2. The additive for mixing insulating oil as described in claim 1, characterized in that, Includes at least one of the following (1)-(2): (1) The polymethacrylate includes polymethyl methacrylate; (2) The styrene-acrylonitrile copolymer is prepared by copolymerizing 70-80 wt% styrene and 20-30 wt% acrylonitrile.
3. The additive for mixing insulating oil as described in claim 1 or 2, characterized in that, Includes at least one of the following (1)-(2): (1) The weight-average molecular weight of the polymethacrylate is 20,000-100,000 g / mol; (2) The melt index of the polymethacrylate at 190℃ and 2.16kg is 5-15 g / 10 min.
4. The additive for mixing insulating oil as described in claim 1, characterized in that, Includes at least one of the following (1)-(2): (1) The weight-average molecular weight of the polyisobutylene is 1000-2500 g / mol; (2) The melt index of the polyisobutylene at 200℃ and 2.16kg is 10-30 g / 10 min.

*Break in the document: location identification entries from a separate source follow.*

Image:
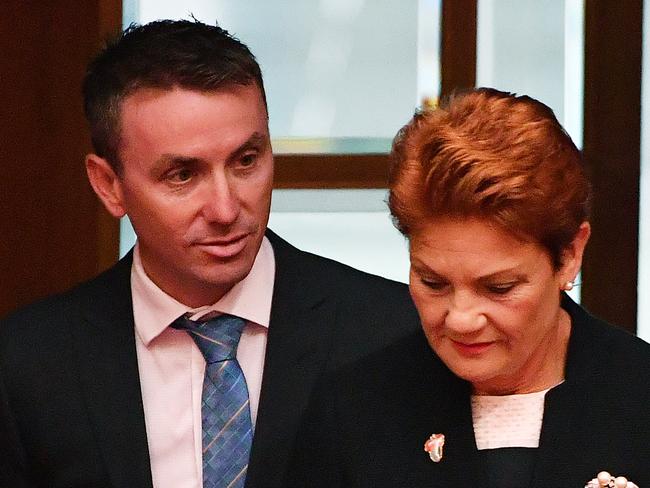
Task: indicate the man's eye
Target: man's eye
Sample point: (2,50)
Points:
(500,288)
(248,159)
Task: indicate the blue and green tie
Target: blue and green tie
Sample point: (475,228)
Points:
(225,411)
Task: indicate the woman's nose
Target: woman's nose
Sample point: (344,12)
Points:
(464,315)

5. The additive for mixing insulating oil as described in claim 1 or 2, characterized in that, Includes at least one of the following (1)-(2): (1) The weight-average molecular weight of the styrene-acrylonitrile copolymer is 150,000-200,000 g / mol; (2) The melt index of the styrene-acrylonitrile copolymer at 220℃ and 10kg is 1-10 g / 10 min.
6. The additive for mixing insulating oil as described in claim 1, characterized in that, Component B includes polyisobutylene and styrene-acrylonitrile copolymer in a mass ratio of (2.5-5):(0-2.5).
7. The use of the additive for mixed insulating oil according to any one of claims 1-6 in mixed insulating oil, characterized in that, The mixed insulating oil includes mineral oil and ester-based insulating oil.
8. The application as described in claim 7, characterized in that, The mineral oil includes No. 25 transformer oil, and the ester insulating oil includes at least one of synthetic ester insulating oil and natural ester insulating oil.
9. The application as described in claim 8, characterized in that, The mixed insulating oil comprises mineral oil and ester insulating oil in a mass ratio of (1-5):(95-99).
10. The application as described in claim 7, characterized in that, The additive used for mixing insulating oil has a mass ratio of (0.1-1):100 with the mixed insulating oil.